Die Entscheidung hat die Kreditwirtschaft hart getroffen, auch da sie unerwartet war. Zwar gilt im deutschen Recht nach wie vor der Grundsatz, dass Schweigen keine Willenserklärung darstellt. Für die Änderungen von sogenannten Zahlungsdiensterahmenverträgen gab es jedoch eine gesetzliche Ausnahmeregelung in § 675g Abs. 2 BGB, von welcher Banken und Sparkassen überwiegend aus rein praktischen Gründen in ihren AGB teils rege Gebrauch gemacht hatten.

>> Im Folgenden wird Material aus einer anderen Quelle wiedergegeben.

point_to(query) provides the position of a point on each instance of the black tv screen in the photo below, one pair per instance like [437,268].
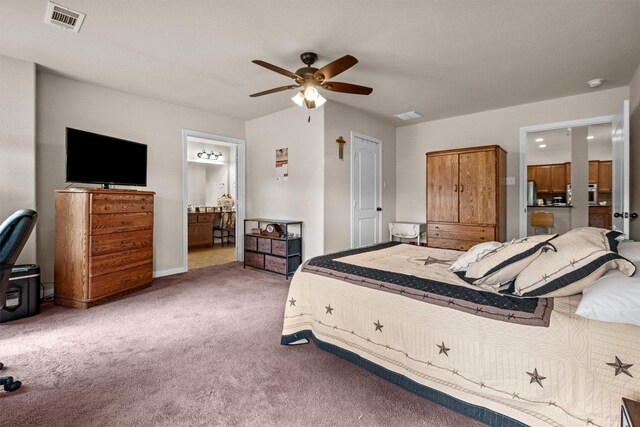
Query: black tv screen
[101,159]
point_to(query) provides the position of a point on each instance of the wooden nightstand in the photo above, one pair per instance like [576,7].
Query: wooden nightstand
[630,413]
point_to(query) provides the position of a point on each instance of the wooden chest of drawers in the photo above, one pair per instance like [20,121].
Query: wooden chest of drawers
[104,244]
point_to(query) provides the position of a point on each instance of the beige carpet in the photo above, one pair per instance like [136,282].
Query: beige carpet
[195,349]
[206,257]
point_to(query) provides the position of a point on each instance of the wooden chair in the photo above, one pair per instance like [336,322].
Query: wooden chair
[542,219]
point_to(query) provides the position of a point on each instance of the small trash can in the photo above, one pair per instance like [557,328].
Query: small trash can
[23,293]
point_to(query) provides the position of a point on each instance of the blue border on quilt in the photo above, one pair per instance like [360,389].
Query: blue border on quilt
[475,412]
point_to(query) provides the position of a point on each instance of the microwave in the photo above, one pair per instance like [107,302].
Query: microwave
[593,194]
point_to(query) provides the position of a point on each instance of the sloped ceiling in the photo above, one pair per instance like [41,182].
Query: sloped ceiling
[440,58]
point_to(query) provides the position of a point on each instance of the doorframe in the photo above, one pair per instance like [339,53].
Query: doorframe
[522,216]
[353,135]
[240,189]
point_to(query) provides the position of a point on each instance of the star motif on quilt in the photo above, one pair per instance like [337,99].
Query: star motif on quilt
[379,326]
[443,349]
[536,378]
[621,367]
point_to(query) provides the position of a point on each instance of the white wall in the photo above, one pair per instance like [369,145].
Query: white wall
[634,107]
[499,127]
[301,197]
[18,145]
[340,120]
[63,102]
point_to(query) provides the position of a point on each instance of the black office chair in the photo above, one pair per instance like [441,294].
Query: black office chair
[14,233]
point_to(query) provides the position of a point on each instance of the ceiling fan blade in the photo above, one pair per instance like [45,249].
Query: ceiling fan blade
[334,68]
[347,88]
[275,89]
[277,69]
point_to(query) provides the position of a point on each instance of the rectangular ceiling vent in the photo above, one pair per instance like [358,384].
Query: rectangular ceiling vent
[63,17]
[409,115]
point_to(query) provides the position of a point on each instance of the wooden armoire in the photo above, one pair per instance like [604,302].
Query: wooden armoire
[466,197]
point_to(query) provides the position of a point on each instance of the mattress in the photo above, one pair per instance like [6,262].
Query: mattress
[397,310]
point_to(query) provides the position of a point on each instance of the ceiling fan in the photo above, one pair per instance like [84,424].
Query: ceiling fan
[310,79]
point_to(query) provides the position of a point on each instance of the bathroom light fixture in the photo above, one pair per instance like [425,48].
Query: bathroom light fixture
[211,155]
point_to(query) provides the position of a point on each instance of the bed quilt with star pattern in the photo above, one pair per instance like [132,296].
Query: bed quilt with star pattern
[398,311]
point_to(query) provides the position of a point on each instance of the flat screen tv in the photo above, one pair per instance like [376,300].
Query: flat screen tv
[105,160]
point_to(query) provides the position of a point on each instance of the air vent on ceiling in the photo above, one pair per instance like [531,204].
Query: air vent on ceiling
[63,17]
[409,115]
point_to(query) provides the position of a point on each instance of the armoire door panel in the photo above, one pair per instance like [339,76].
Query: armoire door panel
[442,188]
[477,190]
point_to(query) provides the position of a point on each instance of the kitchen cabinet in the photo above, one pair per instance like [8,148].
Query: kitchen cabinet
[604,177]
[466,197]
[600,216]
[543,179]
[558,183]
[593,171]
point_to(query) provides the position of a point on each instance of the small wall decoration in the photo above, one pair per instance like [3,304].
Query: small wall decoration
[282,164]
[341,143]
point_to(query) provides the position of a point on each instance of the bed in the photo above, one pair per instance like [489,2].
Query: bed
[503,345]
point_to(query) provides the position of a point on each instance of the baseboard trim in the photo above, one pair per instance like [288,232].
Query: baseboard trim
[162,273]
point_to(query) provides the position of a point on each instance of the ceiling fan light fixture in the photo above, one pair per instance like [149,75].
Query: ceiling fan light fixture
[298,98]
[320,100]
[311,93]
[301,100]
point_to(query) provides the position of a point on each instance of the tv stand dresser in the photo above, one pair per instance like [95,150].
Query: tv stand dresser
[103,244]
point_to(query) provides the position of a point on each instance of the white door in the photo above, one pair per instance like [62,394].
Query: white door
[620,169]
[366,165]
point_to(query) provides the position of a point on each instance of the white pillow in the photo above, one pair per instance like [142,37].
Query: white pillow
[630,250]
[612,298]
[474,254]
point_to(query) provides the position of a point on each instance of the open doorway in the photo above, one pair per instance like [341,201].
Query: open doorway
[556,156]
[214,199]
[611,183]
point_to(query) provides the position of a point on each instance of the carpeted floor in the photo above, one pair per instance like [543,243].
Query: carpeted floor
[195,349]
[206,257]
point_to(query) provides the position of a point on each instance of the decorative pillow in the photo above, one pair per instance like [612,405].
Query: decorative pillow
[474,254]
[629,249]
[497,270]
[582,256]
[612,298]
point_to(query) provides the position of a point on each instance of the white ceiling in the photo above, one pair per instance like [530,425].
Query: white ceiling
[440,58]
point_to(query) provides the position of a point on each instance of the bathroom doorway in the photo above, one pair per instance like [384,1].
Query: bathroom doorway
[214,199]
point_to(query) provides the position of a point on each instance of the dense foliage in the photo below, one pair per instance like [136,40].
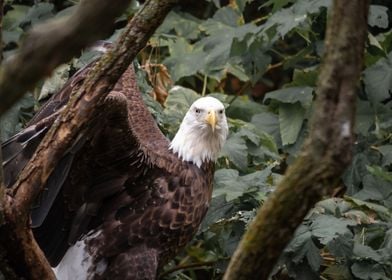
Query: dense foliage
[261,59]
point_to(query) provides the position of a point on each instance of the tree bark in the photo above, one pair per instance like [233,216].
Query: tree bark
[16,237]
[325,155]
[53,43]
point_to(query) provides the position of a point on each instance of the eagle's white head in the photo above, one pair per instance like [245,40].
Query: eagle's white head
[202,132]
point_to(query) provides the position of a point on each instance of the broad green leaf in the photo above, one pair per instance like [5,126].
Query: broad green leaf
[38,13]
[368,271]
[365,117]
[375,189]
[326,227]
[342,245]
[378,79]
[242,104]
[304,78]
[337,272]
[287,19]
[269,123]
[236,150]
[220,208]
[12,121]
[228,182]
[378,16]
[185,59]
[291,117]
[386,151]
[184,25]
[380,172]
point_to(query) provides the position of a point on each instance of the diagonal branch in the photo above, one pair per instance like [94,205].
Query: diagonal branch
[325,154]
[54,43]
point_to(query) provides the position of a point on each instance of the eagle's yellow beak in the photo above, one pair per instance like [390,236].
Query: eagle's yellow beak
[211,119]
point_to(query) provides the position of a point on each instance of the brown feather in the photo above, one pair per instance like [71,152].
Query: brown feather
[124,182]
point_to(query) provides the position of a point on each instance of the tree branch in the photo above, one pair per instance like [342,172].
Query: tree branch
[53,43]
[325,155]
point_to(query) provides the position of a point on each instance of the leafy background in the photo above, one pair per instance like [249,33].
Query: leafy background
[261,59]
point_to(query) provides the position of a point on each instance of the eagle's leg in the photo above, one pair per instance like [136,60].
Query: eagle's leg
[138,263]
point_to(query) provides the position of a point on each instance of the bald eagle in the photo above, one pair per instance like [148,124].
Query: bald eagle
[123,199]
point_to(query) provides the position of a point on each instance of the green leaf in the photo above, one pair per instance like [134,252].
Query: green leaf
[268,122]
[380,173]
[13,18]
[228,182]
[378,79]
[277,4]
[242,103]
[326,227]
[220,207]
[375,189]
[11,121]
[185,59]
[302,95]
[185,25]
[364,252]
[386,151]
[236,150]
[378,16]
[287,19]
[342,245]
[368,271]
[291,117]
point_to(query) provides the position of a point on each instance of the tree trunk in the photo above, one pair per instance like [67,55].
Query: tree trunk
[325,155]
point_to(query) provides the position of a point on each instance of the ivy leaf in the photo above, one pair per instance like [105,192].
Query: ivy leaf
[228,182]
[375,189]
[185,59]
[386,151]
[11,121]
[287,19]
[322,229]
[268,122]
[364,252]
[380,173]
[236,150]
[368,271]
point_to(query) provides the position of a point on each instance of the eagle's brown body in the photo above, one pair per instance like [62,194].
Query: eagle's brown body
[119,184]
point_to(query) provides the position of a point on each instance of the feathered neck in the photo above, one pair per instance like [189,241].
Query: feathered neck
[197,144]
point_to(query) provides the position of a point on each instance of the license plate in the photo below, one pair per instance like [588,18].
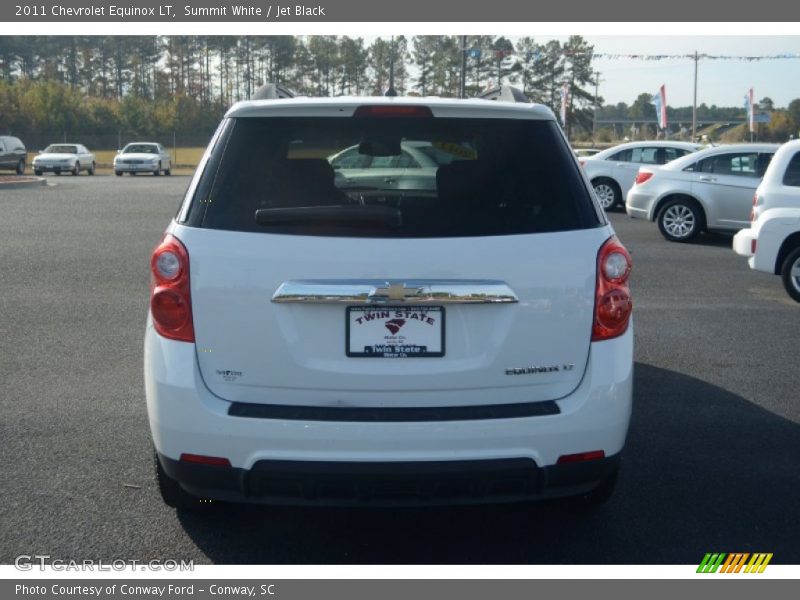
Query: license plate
[395,332]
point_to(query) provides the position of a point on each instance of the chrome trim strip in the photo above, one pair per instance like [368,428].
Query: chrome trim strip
[380,291]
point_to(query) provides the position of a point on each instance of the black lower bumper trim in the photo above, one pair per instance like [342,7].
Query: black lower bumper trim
[393,414]
[389,483]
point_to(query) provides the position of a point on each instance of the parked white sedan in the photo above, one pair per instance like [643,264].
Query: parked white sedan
[143,157]
[613,170]
[708,190]
[64,158]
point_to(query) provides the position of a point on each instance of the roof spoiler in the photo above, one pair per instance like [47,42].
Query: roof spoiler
[272,91]
[505,93]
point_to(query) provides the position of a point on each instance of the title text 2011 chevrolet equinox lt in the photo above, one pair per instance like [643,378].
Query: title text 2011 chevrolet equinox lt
[457,334]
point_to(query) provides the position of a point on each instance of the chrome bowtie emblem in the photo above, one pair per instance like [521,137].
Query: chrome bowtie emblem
[394,292]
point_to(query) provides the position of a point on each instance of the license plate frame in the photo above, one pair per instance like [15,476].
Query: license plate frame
[394,344]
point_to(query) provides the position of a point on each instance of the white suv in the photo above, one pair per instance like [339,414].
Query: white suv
[772,242]
[311,344]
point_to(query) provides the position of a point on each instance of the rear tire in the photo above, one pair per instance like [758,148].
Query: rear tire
[790,274]
[608,193]
[680,220]
[172,493]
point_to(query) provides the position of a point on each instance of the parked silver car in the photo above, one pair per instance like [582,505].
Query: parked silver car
[12,154]
[143,157]
[708,190]
[64,158]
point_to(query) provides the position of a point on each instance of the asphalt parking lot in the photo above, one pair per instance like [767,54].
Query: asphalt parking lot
[711,462]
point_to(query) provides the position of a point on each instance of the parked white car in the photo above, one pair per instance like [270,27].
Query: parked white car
[772,243]
[64,158]
[613,170]
[307,343]
[781,184]
[143,157]
[709,190]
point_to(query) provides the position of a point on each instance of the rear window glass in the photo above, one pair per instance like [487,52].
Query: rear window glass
[393,177]
[792,175]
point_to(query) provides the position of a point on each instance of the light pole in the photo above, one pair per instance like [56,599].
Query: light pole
[694,105]
[463,86]
[391,91]
[594,116]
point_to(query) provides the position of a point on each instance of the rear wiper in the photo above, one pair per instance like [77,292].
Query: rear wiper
[384,216]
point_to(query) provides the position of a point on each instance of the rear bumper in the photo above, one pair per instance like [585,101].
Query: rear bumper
[389,483]
[639,205]
[185,417]
[742,242]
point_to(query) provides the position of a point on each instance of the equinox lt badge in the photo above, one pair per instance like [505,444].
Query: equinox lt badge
[535,370]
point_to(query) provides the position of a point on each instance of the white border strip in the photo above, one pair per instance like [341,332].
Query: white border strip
[267,572]
[392,28]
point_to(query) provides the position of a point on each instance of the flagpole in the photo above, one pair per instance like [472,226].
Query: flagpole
[694,105]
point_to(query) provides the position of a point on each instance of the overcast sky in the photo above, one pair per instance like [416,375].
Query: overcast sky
[723,83]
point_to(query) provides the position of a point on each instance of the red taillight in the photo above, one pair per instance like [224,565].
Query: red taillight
[391,110]
[199,459]
[580,457]
[612,304]
[170,297]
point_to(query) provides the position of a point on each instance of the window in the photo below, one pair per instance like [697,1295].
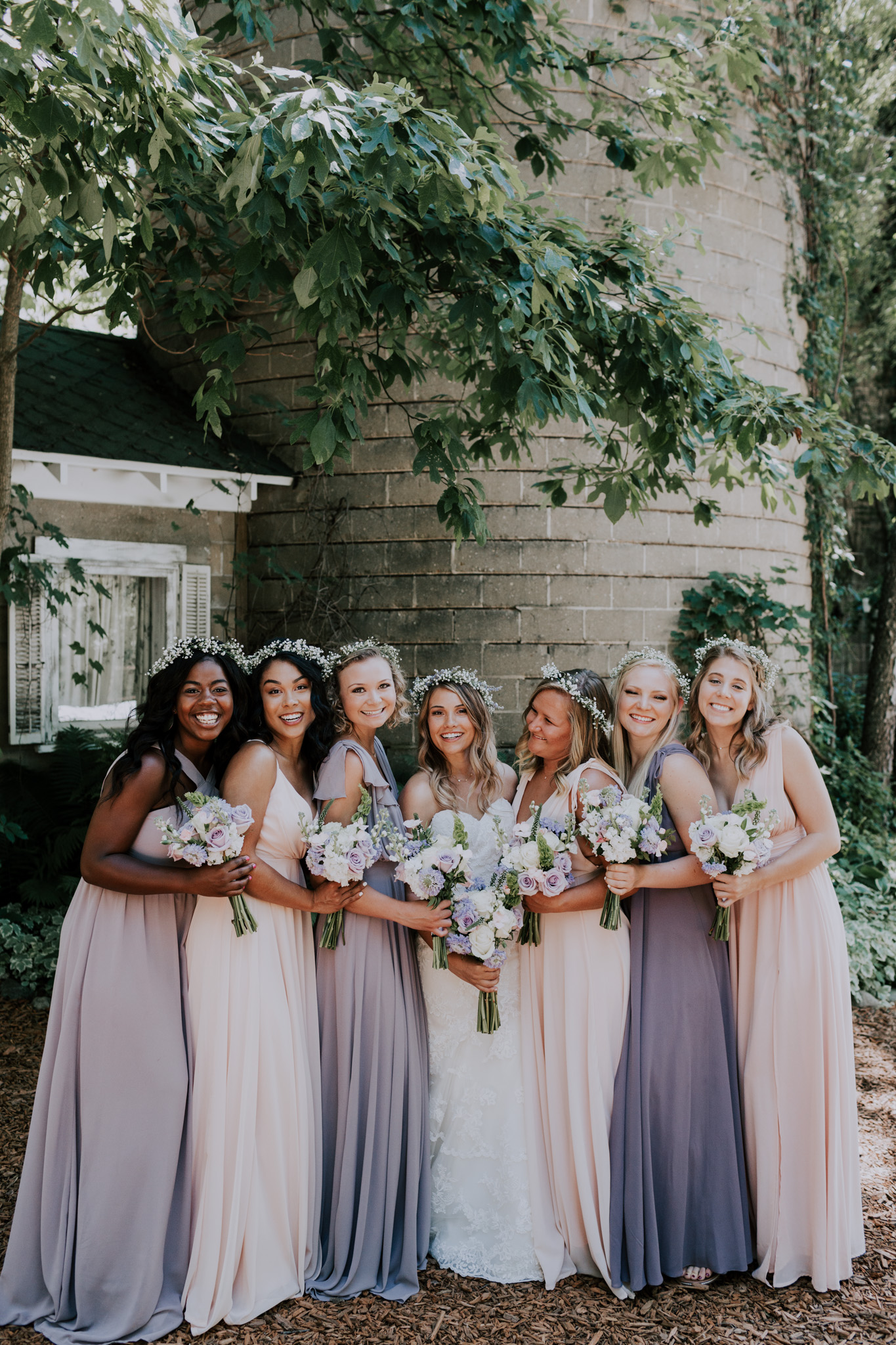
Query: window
[88,662]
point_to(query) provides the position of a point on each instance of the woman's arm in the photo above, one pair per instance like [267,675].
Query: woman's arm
[806,790]
[684,783]
[114,827]
[250,779]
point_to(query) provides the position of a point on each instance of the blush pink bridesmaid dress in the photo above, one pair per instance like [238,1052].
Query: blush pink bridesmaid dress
[574,998]
[790,981]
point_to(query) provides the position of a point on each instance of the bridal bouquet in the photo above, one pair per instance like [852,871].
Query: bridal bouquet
[431,868]
[340,853]
[484,920]
[538,860]
[211,833]
[738,841]
[622,829]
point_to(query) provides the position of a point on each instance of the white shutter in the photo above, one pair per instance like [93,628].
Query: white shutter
[195,600]
[33,671]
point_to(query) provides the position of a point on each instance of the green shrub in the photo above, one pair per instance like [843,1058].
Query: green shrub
[30,947]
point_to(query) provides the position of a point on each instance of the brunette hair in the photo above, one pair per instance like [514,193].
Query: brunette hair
[631,776]
[158,721]
[484,757]
[320,734]
[589,739]
[402,712]
[748,744]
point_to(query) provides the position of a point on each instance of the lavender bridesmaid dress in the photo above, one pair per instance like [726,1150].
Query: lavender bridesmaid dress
[101,1234]
[677,1180]
[375,1218]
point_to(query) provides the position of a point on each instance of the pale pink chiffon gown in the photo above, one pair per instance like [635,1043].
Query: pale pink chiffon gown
[257,1094]
[790,979]
[574,997]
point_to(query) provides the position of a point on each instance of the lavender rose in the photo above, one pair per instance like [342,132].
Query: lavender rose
[553,883]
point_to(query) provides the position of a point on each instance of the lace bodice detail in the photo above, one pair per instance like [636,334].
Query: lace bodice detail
[484,834]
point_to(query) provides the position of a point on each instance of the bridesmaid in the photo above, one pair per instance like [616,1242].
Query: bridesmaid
[481,1212]
[375,1218]
[679,1204]
[790,979]
[574,990]
[253,1006]
[101,1232]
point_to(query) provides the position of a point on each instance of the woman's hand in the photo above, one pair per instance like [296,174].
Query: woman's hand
[436,920]
[222,880]
[331,896]
[473,971]
[735,887]
[625,879]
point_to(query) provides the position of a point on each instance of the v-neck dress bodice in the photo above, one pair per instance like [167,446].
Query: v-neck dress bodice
[100,1242]
[481,1222]
[575,994]
[255,1122]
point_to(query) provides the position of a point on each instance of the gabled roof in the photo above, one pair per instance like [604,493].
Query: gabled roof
[100,396]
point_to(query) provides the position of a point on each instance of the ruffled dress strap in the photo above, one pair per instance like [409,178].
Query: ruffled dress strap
[331,780]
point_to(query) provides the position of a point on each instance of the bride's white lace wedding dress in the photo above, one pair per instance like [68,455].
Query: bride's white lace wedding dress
[481,1215]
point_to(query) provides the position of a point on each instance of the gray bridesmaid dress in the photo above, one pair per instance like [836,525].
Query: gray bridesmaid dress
[100,1238]
[677,1178]
[375,1216]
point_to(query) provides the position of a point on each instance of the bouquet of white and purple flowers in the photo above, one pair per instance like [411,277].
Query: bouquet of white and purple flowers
[538,860]
[431,868]
[340,853]
[484,919]
[738,841]
[622,829]
[211,833]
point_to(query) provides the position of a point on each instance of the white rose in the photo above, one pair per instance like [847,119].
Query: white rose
[733,839]
[530,854]
[504,923]
[482,942]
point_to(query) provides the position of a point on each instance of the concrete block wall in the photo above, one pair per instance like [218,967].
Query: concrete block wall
[563,583]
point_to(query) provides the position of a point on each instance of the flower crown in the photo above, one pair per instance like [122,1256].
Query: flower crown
[301,648]
[200,645]
[653,657]
[463,677]
[567,682]
[766,667]
[345,653]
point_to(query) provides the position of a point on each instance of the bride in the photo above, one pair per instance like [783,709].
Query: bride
[481,1223]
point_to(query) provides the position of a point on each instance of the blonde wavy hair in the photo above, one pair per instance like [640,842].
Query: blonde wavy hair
[484,755]
[589,739]
[402,712]
[748,744]
[636,776]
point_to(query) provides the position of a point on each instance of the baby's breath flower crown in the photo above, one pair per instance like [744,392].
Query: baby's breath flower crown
[567,682]
[461,677]
[196,645]
[345,653]
[301,648]
[653,657]
[765,667]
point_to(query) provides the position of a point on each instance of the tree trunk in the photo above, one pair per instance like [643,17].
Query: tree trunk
[879,726]
[9,363]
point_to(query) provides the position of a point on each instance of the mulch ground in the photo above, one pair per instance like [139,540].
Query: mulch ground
[582,1312]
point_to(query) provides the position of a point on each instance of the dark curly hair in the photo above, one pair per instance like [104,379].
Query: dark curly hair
[320,734]
[158,722]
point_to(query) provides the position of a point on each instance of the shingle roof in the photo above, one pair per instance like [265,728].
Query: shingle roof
[100,396]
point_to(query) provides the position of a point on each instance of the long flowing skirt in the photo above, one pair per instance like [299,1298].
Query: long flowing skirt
[481,1212]
[790,978]
[255,1126]
[375,1210]
[101,1232]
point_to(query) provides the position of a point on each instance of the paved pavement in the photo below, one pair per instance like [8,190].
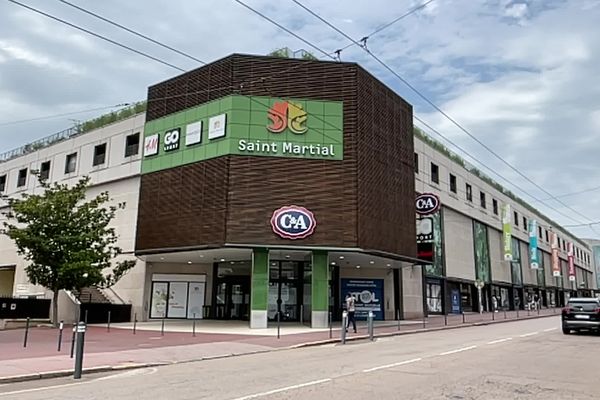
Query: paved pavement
[121,348]
[528,359]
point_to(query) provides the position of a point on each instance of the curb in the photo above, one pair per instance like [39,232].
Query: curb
[125,367]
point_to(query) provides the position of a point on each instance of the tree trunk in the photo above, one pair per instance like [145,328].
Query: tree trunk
[55,308]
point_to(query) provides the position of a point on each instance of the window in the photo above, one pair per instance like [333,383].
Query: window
[132,145]
[45,170]
[99,154]
[22,179]
[71,163]
[435,173]
[452,183]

Ohne erheblichen technischen Mehraufwand waren die zahlreichen Vertragsänderungen, wie sie etwa bei massenweise Kontoverträgen stattfanden, oftmals nicht anders zu bewältigen. Der Umstand, dass eine solche fingierte Zustimmung nach höchstrichterlicher Auffassung nicht mehr als wirksam erteilt gilt, hat schlicht zur Folge, dass die von der Bank vorgeschlagene Vertragsänderung keine Gültigkeit hat. Von der Bank auf dieser Grundlage zu viel erhobene Entgelte, wie beispielsweise Kontoführungsgebühren, Entgelte für Kontoauszüge, Verwahrentgelte, Entgelte für Ein- und Auszahlungen oder für das Onlinebanking müssen an den Kunden zurückerstattet werden. Das Urteil des BGH könnte sich sogar auch auf weitere Branchen auswirken, wie etwa Strom- und Gaslieferanten oder Telekommunikationsanbieter. Betroffene Kreditinstitute hatten daher bereits im 2. Quartal 2021 erhebliche Rückstellungen gebildet. Ob die Kreditwirtschaft den Schaden künftig dadurch minimieren kann, dass sie die Zustimmungsfiktion nur für Nichtverbraucher in ihren AGB regelt, bleibt fraglich. Gute Gründe sprechen dafür, dass sich auch Nicht-Verbraucher (Unternehmen) auf diese BGH-Entscheidung berufen könnten. So hatte der BGH seine Rechtsprechung, welche das Bearbeitungsentgelt in Verbraucherdarlehensverträgen für unwirksam erklärt, wenige Jahre später auf unternehmerische Darlehensverträge übertragen³. Banken sollten daher überlegen, ob sie nicht besser an einer technischen Lösung arbeiten, die eine ausdrückliche Zustimmung bei allen Kunden einholt.

Fazit

Viele Verbraucherschutzverbände hatten kurzfristig reagiert und unterstützen Verbraucher mit Musterschreiben und Anleitungen zur Berechnung einer gegen das Kreditinstitut zu richtenden Forderung, die ggf. ohne gerichtliches Verfahren im Rahmen eines Ombudsmannverfahrens geltend gemacht werden könnte. Jedenfalls sollte jeder einen Blick auf seine Kontoauszüge werfen und bei einer zugrundeliegenden entsprechenden Regelung in den AGB abwägen, ob sich eine Inanspruchnahme seiner Bank lohnt. Höchstrichterlich noch nicht geklärt bleibt, ob von der Bank zu viel berechnete Entgelte im Zeitraum der Regelverjährung (mindestens drei Jahre) oder von zehn Jahren zurückgefordert werden können – für beide Auffassung sprechen gute Gründe. Kostenauslösende Maßnahmen sollten jedoch nicht ohne Rücksprache mit einem Anwalt eingeleitet werden.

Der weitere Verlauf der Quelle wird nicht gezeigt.